3 min readJun 5, 2026

Building a Fake GPS Module with ESP8266: Sub-Millisecond NTP Time

The Dream: Precision Clock Without GPS

GPS modules offer timing accuracy in tens of nanoseconds, but they fail indoors. The author wanted a drop-in replacement using WiFi NTP on an ESP8266, targeting sub-millisecond precision. Six years later, the project remains unfinished. This is the post-mortem.

NTP Implementation Pitfalls

Most Arduino NTP libraries are trash. The built-in "NTP library" uses delay(10) in a loop, quantizing measurements to 10ms increments. The author implemented NTP from scratch, noting that only one byte in the 48-byte packet needs to be non-zero: the first byte indicating client mode and NTP version. The rest can be zero.

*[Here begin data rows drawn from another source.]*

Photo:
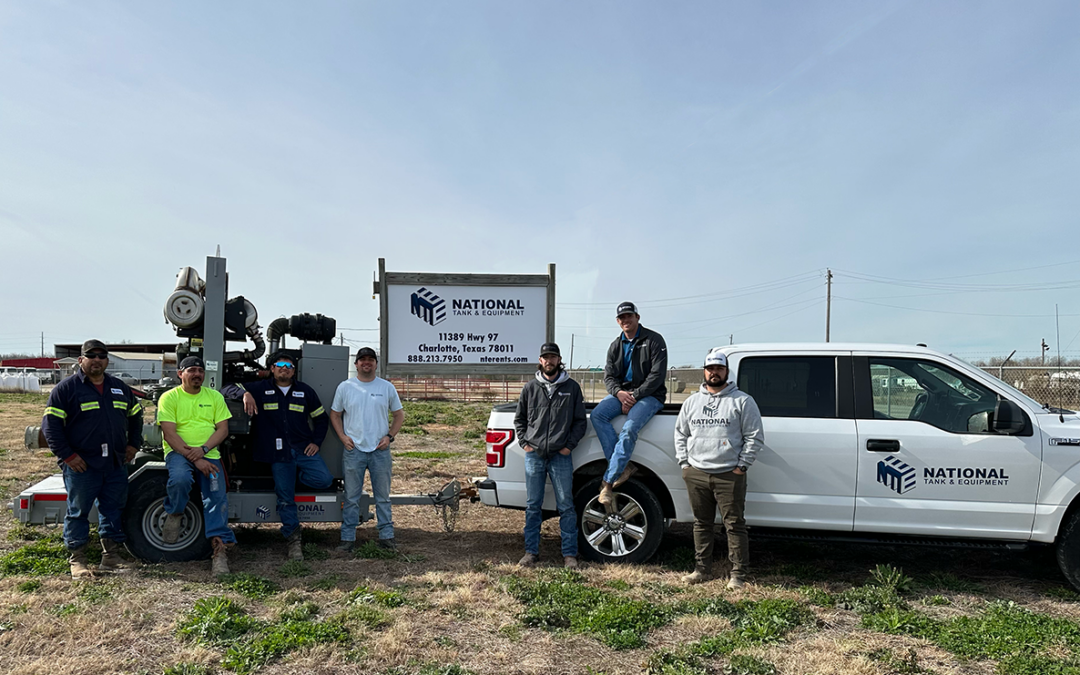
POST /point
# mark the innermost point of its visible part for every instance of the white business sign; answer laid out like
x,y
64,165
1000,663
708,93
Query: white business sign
x,y
435,324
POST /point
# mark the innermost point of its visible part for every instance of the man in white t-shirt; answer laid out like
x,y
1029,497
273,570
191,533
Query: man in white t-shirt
x,y
359,415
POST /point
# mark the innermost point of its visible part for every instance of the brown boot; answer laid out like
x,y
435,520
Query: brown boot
x,y
112,561
629,471
295,545
219,564
80,566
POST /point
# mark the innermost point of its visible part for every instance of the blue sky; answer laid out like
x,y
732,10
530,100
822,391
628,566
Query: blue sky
x,y
928,152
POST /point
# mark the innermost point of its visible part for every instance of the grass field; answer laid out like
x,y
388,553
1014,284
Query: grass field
x,y
454,603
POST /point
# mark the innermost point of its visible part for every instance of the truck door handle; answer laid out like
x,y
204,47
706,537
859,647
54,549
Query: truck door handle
x,y
878,445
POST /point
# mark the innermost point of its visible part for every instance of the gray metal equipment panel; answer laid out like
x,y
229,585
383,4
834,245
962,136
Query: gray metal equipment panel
x,y
323,367
217,291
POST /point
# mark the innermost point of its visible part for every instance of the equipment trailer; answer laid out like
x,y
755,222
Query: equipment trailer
x,y
206,319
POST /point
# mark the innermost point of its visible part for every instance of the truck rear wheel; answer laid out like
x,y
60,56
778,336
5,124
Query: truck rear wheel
x,y
145,515
629,532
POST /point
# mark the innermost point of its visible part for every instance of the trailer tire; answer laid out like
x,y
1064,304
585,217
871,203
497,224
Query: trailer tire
x,y
631,534
145,514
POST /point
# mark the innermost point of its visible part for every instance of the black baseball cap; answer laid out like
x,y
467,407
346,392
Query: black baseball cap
x,y
191,362
90,346
365,351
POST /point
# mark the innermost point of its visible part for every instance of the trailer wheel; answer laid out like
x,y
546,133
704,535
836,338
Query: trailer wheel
x,y
631,532
145,515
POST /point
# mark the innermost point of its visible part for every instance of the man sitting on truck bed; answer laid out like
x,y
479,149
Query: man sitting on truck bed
x,y
634,376
194,420
285,440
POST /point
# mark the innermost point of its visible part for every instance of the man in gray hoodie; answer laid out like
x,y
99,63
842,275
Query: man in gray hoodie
x,y
717,435
550,422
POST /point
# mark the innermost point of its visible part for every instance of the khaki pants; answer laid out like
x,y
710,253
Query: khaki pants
x,y
728,490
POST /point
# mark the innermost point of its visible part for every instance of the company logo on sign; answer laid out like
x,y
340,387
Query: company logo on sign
x,y
428,307
896,475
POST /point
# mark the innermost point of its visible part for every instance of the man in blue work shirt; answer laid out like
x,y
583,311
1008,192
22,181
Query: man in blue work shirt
x,y
93,423
285,439
634,376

NTP timestamps are 8-byte fixed-point numbers: 4 bytes for seconds since 1900 (overflow in 2036), 4 bytes fractional part. Converting to Unix time requires adding an offset. Endianness matters: NTP uses big-endian, ESP8266 is little-endian. The author tried GCC's scalar_storage_order("big-endian") attribute, but Arduino's g++ doesn't support it.

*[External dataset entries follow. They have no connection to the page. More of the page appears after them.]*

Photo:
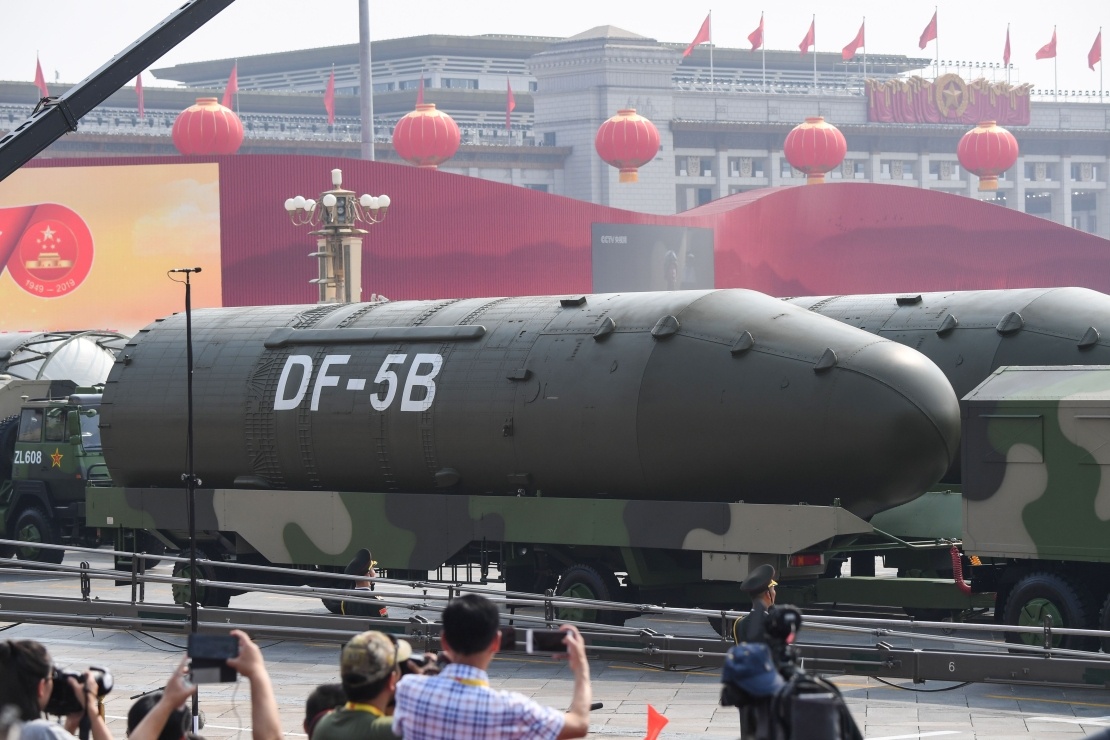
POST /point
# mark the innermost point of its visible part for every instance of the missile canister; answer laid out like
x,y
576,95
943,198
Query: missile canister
x,y
696,395
969,334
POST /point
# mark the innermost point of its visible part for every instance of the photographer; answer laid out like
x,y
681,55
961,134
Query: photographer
x,y
27,681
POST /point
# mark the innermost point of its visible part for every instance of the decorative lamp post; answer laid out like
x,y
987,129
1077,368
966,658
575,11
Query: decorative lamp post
x,y
627,141
208,128
987,151
426,138
815,148
339,241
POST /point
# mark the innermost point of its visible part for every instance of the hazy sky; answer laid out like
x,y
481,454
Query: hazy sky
x,y
76,37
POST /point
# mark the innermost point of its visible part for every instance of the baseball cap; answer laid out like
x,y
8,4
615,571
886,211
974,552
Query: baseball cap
x,y
371,656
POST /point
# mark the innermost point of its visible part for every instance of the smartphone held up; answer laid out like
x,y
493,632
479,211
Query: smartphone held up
x,y
533,640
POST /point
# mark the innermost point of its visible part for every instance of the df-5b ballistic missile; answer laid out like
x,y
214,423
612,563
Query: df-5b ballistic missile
x,y
969,334
697,395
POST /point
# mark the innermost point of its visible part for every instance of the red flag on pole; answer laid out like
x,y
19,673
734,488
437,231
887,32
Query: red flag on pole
x,y
655,723
702,37
810,36
1048,51
756,37
855,44
40,81
232,89
929,33
330,99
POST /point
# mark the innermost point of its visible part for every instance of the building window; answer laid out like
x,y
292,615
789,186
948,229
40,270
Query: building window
x,y
460,83
1085,171
746,166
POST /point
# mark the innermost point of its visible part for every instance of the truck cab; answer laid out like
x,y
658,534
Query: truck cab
x,y
51,450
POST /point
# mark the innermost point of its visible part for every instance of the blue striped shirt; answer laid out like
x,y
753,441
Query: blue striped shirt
x,y
458,705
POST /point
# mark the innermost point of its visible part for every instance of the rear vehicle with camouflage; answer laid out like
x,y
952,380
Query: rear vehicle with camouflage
x,y
647,446
1037,496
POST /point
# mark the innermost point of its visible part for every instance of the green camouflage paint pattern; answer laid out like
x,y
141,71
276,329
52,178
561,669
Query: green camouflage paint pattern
x,y
423,530
1037,446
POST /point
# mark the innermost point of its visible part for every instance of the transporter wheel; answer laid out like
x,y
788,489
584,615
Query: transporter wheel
x,y
589,581
207,596
1046,594
34,527
1105,622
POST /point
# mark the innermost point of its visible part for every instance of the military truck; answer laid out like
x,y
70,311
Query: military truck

Measuring PPS Jitter with a Logic Analyzer

The author used a cheap £5 USB logic analyzer (Cypress FX2, 8 channels, 24MHz) with sigrok. The key command:

sigrok-cli -d fx2lafw --config samplerate=200kHz --samples 800M -C D0,D1,D2,D3,D4 -P jitter:clk=D0:sig=D4 -B jitter

This captures offset between GPS PPS (clock) and ESP8266 PPS (signal). A Perl script wrapped the output, compensating for whole-second wraps. gnuplot provided real-time visualization.

First Results: 3ms Offset and Heavy Jitter

Initial plots showed outliers up to 15ms, biased positive. The author speculates WiFi contention in his flat caused asymmetric delays. After filtering outliers, a 3ms systematic offset remained, likely due to oscillator drift.

Disciplining the ESP8266 Oscillator

The ESP8266's internal oscillator is inaccurate and temperature-sensitive. The author planned a complex control loop: poll NTP every 16 seconds, gradually back off, keep a history of estimates, and discipline a secondary timer. The project stalled before completing this loop.

Hardware Setup

A grotty breadboard with a flying barrel jack and regulator. An FTDI cable for programming, a GPS module for reference, and the logic analyzer. A jumper enabled programming mode.

Why It Failed

Sub-millisecond accuracy over WiFi with a cheap oscillator is a hard problem. The author admits being too ambitious. But the detailed writeup (including NTP packet structure, endianness workaround, and measurement setup) is a goldmine for anyone attempting similar precision timing projects.

Key Technical Details

NTP requires only one byte in the 48-byte request packet.
ESP8266 is little-endian; NTP uses big-endian. No GCC extension support in Arduino.
Logic analyzer sampling at 200kHz for hours captured jitter patterns.
Systematic 3ms offset remained even after outlier removal.

Editor's Take

I've fought with ESP8266 timing myself, and this rings painfully true. The NTP library critique is spot-on — most Arduino libraries hide the details and produce garbage. I appreciate that the author didn't fake success; the honest failure and detailed measurement setup are more valuable than a polished product. If I ever need sub-millisecond WiFi time, I'll start with this post and probably still fail.

— DevDigest Editorial

Key Takeaways

•When implementing NTP, avoid Arduino libraries that use delay() loops; write your own with proper timestamps.
•Use a logic analyzer with sigrok's jitter decoder to measure PPS offset between your device and a GPS reference.
•For sub-millisecond accuracy, you need a disciplined oscillator — the ESP8266's internal RC oscillator won't cut it.

Why It Matters

This article shows the brutal reality of achieving high-precision timing over WiFi. If you're building any IoT device that needs accurate time without GPS, you'll face the same NTP jitter and oscillator drift issues. The measurement techniques (sigrok jitter decoder, real-time gnuplot) are directly applicable.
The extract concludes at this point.